Sunday, January 22, 2012

I believe. Help my unbelief.

I don't pretend that my life is hard. It really isn't. However, lately I've been stretched. For a long time we waited for the right time to move to North Carolina. We are now here, and doing well in our church, thankful to finally be near some family, and making friends. These are great steps towards feeling at home.

However, as a woman, a fair part of my identity lies in my home. My house! I feel guilty saying that. I feel like my identity should be almost entirely (maybe 65%?) in the Lord, and maybe, what...35% in my family? I don't know. But at least part of how I feel, lies in my surroundings. How my house looks is how I feel. So lately I've been feeling unsettled. In between. In limbo. We've done pretty well, these last 6 months or so. But recently, we've found out that our house in Pennsylvania won't be closing when we thought. Its back on the market. This is hugely disappointing, when we thought we were finally starting take some spinning plates out of the air.

God asks us to thank him in ALL things. So I've thanked Him for this season in our lives that's hopefully maturing us in our faith and trust. Shann has been very encouraging to me that everything will work out. We've said maybe the Lord will work out the timing in a better way, or we'll get a better lot to put the house on. Everything works together for good, right? But not necessarily for what we think of as good. Maybe we will lose (more) money. Maybe we'll be in our apartment for longer than we thought. "Good" doesn't always mean the way I'd want it to turn out. Good probably means the testing and maturing of our faith. Sigh. :)

So I've thanked the Lord and been alternately quite stressed about the situation. A friend reminded me yesterday that I can be trusting the Lord congruently with feeling sad and frustrated. And this has helped me feel less tugged upon.

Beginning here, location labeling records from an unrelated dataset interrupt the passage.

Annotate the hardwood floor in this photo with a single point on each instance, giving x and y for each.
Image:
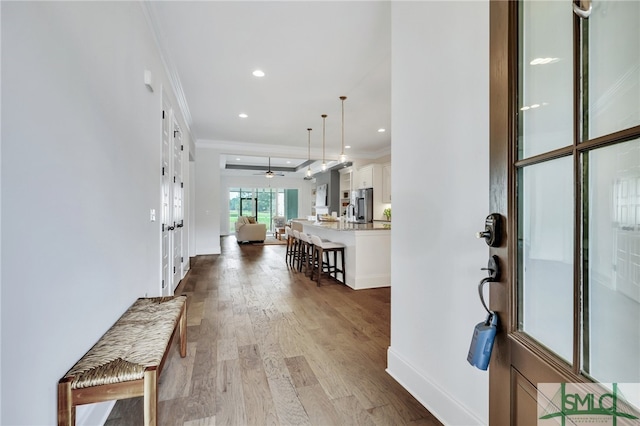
(268, 347)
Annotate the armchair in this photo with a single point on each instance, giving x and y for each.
(246, 230)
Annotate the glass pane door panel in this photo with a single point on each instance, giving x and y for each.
(614, 67)
(545, 254)
(545, 97)
(612, 330)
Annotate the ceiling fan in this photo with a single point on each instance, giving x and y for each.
(269, 173)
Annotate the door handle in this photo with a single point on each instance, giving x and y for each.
(493, 266)
(492, 233)
(582, 8)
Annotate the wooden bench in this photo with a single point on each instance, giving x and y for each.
(127, 360)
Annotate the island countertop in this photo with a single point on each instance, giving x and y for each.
(367, 249)
(348, 226)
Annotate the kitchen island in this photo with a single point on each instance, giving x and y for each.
(367, 252)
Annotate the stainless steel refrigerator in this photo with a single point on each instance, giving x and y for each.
(362, 201)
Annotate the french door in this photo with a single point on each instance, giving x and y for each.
(565, 176)
(264, 204)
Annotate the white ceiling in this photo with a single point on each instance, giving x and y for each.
(312, 52)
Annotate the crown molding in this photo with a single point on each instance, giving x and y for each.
(169, 68)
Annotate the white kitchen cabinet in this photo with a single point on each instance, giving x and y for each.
(346, 185)
(368, 176)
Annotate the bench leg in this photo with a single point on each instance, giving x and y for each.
(151, 397)
(66, 410)
(183, 332)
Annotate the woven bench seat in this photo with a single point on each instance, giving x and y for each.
(127, 360)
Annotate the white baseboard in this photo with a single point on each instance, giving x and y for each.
(94, 414)
(428, 393)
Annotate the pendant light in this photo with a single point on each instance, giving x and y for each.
(343, 157)
(324, 164)
(308, 176)
(269, 173)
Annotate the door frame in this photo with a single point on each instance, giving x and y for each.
(510, 389)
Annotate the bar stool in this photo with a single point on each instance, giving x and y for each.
(322, 263)
(288, 237)
(306, 253)
(295, 249)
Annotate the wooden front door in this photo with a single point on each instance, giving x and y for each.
(565, 176)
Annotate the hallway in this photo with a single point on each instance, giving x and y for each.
(268, 347)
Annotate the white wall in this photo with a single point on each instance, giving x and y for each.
(207, 196)
(81, 143)
(440, 99)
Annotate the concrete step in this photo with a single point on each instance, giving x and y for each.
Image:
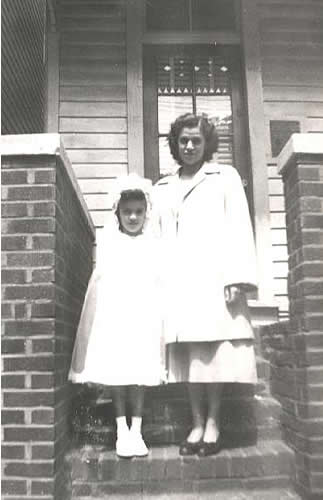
(96, 472)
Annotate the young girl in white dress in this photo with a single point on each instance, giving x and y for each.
(118, 342)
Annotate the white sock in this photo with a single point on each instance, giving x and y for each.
(122, 426)
(136, 424)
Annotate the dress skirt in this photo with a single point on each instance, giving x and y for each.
(212, 362)
(120, 332)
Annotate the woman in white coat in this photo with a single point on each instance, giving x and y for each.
(205, 219)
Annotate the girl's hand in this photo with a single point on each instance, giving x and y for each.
(232, 294)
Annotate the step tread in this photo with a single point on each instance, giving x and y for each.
(267, 459)
(273, 494)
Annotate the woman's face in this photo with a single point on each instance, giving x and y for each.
(191, 146)
(132, 215)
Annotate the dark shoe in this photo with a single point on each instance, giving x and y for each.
(207, 449)
(186, 448)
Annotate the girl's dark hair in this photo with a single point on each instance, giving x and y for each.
(132, 195)
(191, 120)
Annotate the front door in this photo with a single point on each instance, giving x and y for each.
(201, 79)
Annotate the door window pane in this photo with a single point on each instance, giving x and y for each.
(213, 14)
(167, 15)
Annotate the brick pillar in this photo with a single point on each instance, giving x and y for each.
(301, 165)
(47, 239)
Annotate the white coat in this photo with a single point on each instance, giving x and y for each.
(209, 233)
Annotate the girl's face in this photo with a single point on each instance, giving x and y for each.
(191, 146)
(132, 215)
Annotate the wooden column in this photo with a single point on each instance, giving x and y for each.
(257, 133)
(135, 19)
(52, 82)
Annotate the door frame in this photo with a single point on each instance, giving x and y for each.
(232, 57)
(249, 39)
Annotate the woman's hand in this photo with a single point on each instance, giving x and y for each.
(232, 294)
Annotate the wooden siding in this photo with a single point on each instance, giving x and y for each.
(23, 66)
(92, 110)
(292, 70)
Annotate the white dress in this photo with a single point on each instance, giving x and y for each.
(119, 339)
(125, 341)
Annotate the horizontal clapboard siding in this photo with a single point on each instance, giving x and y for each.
(23, 66)
(93, 108)
(292, 72)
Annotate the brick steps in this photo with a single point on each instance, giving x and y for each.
(244, 418)
(96, 473)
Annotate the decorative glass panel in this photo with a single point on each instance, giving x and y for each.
(219, 110)
(189, 75)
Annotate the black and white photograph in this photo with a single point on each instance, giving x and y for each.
(162, 249)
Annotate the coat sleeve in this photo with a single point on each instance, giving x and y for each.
(240, 255)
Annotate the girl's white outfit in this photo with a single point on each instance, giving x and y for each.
(119, 339)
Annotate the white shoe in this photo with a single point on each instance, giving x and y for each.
(124, 445)
(139, 446)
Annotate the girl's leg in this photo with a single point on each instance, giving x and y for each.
(196, 393)
(123, 443)
(212, 431)
(136, 397)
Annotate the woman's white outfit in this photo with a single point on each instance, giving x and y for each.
(207, 226)
(119, 336)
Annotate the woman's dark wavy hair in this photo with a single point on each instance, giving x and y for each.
(191, 120)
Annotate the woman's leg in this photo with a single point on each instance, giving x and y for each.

But Mark 9:24 will continue floating about me in the days to come. And that's alright.

3 comments:

Anonymous said...

Ah yes! Thus it is. I used to say, "When I get thru this...then I will be in a good place." But there is always something that follows in its place. However,I so know what you mean about your identity being tied up in your house. The Mark passage is a great place to be. Mom

Erin said...

Love you. xxxooo. Praying.

Lynne said...

I like how you sorted through your thoughts here. Always good to do... and funny, isn't it to try to assign those percentages and realize how we really are? :-) Love you!